Маркс презрительно назвал общественный строй, который мерещился Бакунину и Нечаеву, прекрасным образчиком «казарменного коммунизма», а говоря о «Катехизисе революционера», заметил, что эти «всеразрушительные анархисты» на деле «доводят до крайности буржуазную безнравственность»[20].
Трагическое заблуждение людей, принявших Нечаева за действительного революционера и повиновавшихся его деспотическим распоряжениям, надолго запомнилось обществу и в известной мере скомпрометировало саму идею конспиративной организации.
Действия Нечаева позволили правительству с конца 1869 года начать новые аресты, обыски, преследования печати.
«Шувалов работает неутомимо, — записывал А. В. Никитенко про всесильного шефа жандармов в 1870 году. — Он беспрерывно высылает то того, то другого в отдаленные губернии, забирает людей и сажает их в кутузку — все это секретно. Все в страхе; шпионов несть числа… Сочиняются заговоры по всем правилам полицейского искусства или ничтожным обстоятельствам придаются размеры и характер заговоров».
Один из приемов Щедрина — не только выбивать из рук противника употребляемое им оружие клеветы, но и доказывать, что все эти обвинения справедливы как раз по отношению к тем, кто ими пользуется. Он применил его и на этот раз: в последней, исключенной из журнала по требованию цензуры главе цикла «Итоги» с блеском вскрывается пустопорожность разглагольствований о грозящей обществу анархии, о том, что революционеры собираются «ломать», «разрушать», «уничтожать». По мнению Щедрина, «…те, которые страшных слов не пугаются, а говорят прямо, что ветхое ветхо, негодное не годно, — те вовсе не суть проповедники анархии, но суть ревнители и устроители человеческих судеб». Совсем другое дело поступать так, как их хулители, которые жаждут воспрепятствовать неизбежному и естественному развитию жизни. Действовать, как Угрюм-Бурчеев, пытавшийся запрудить реку, — «значит идти наперекор основным ее (жизни. —
Откуда же берутся «краснощекие пройдохи», которые только добреют да нагуливают жиру в борьбе с «анархией»?
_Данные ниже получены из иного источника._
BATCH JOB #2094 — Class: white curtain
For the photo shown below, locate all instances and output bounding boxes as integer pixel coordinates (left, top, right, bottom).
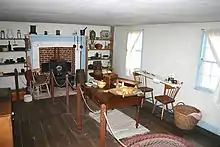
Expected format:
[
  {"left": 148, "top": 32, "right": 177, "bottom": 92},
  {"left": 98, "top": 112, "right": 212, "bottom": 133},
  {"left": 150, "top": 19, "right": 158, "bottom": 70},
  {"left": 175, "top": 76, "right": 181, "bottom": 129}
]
[{"left": 206, "top": 30, "right": 220, "bottom": 106}]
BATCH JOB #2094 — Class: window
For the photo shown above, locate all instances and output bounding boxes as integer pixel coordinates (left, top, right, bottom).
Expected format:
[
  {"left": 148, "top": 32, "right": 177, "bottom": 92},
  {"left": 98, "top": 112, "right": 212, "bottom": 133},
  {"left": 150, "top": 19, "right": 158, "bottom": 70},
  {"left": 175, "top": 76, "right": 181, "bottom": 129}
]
[
  {"left": 126, "top": 31, "right": 143, "bottom": 76},
  {"left": 196, "top": 31, "right": 220, "bottom": 92}
]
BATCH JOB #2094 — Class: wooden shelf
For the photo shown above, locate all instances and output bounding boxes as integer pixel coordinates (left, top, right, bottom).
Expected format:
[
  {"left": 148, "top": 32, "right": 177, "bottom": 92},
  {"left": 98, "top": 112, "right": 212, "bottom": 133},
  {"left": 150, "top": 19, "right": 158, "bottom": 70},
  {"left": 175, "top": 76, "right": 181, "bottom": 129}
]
[
  {"left": 89, "top": 37, "right": 113, "bottom": 41},
  {"left": 0, "top": 38, "right": 25, "bottom": 40},
  {"left": 0, "top": 51, "right": 25, "bottom": 53},
  {"left": 88, "top": 58, "right": 111, "bottom": 61},
  {"left": 0, "top": 62, "right": 25, "bottom": 65},
  {"left": 88, "top": 49, "right": 112, "bottom": 51},
  {"left": 0, "top": 72, "right": 25, "bottom": 78}
]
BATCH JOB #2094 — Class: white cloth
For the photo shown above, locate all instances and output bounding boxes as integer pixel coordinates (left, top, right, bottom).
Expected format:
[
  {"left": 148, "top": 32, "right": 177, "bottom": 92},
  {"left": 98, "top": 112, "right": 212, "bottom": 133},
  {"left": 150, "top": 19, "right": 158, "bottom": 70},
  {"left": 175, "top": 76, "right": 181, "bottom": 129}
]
[{"left": 206, "top": 30, "right": 220, "bottom": 106}]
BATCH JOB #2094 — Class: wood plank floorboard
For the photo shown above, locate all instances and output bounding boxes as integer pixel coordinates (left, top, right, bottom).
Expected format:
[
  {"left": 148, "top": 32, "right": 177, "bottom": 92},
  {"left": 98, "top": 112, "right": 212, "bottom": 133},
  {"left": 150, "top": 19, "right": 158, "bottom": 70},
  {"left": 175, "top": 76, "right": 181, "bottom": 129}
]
[{"left": 13, "top": 96, "right": 220, "bottom": 147}]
Чтобы ответить на этот вопрос, Щедрин виртуозно извлек все сатирические возможности из скандального разграбления, которому подверглись многие местности Средней Азии, когда после завоевания генералом Черняевым в 1865 году Ташкента туда нахлынули орды разорившихся помещиков и чиновного «чернильного племени».
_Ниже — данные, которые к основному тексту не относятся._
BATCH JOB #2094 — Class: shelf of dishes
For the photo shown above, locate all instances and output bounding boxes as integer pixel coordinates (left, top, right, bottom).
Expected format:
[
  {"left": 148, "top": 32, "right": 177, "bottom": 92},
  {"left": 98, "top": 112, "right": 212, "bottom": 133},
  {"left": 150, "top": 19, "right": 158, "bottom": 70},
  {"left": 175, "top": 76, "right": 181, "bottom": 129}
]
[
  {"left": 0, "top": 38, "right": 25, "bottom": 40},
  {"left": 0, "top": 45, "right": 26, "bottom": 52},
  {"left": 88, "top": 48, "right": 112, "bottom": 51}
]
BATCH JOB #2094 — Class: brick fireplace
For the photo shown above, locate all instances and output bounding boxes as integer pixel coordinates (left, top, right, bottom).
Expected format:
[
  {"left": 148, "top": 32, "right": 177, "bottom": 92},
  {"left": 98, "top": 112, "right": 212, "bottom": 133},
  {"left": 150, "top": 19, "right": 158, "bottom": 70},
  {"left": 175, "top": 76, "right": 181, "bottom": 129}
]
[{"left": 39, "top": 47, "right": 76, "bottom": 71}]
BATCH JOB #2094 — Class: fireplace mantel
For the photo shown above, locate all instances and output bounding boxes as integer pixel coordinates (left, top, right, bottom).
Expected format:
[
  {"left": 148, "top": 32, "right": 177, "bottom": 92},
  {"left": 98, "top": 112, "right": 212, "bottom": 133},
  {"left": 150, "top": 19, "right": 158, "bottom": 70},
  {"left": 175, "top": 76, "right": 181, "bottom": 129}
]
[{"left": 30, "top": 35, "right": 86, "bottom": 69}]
Многие современники сатирика возмущались лишь крайними формами произвола и бесстыжести, с которыми действовали обнаглевшие колонизаторы края.
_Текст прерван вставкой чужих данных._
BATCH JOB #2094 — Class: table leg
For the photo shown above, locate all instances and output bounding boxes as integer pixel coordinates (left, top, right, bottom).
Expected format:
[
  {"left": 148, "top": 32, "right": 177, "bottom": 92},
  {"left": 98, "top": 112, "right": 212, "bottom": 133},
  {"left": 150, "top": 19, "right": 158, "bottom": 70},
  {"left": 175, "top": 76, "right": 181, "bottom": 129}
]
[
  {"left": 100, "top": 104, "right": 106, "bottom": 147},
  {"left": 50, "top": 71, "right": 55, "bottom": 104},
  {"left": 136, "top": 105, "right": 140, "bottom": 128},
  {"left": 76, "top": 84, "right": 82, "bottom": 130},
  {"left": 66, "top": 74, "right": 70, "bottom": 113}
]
«Читали вы о том, как полупьяный капитан из Ташкента дрался с полицией, расквасил кой-кому носы, своротил рыла и жалел, что нет под рукой шашки, а то бы снес с плеч дурацкие головы дворников и полицейских?» — спрашивал в одном из писем К. Д. Кавелин.
Щедрин же воспринял ташкентский эпизод как естественное, достигшее в благоприятных условиях особенно внушительных размеров проявление аморальных, хищнических инстинктов правящих классов. Незатухающая алчность дворянства сочеталась со все более разыгрывающимся аппетитом русской буржуазии.
Ташкент под пером Щедрина вырастает в «страну, лежащую всюду, где бьют по зубам и где имеет право гражданственности предание о Макаре, телят не гоняющем». Писатель предупреждает о живучести насилия, воскресающего в истории под разными новыми именами; оно лживо клянется подчас, что выступает на сцену только ради достижения счастья человечества.
Писателя пугает усвоение даже некоторыми прогрессивными общественными течениями порочнейших методов из арсенала прежних правительств. Он имеет в виду не только повадки хищника-капиталиста. Хотя значительная часть очерков о «ташкентцах» появилась еще до процесса нечаевцев, из них ясно, как относился писатель к диктаторским приемам некоторых «революционеров».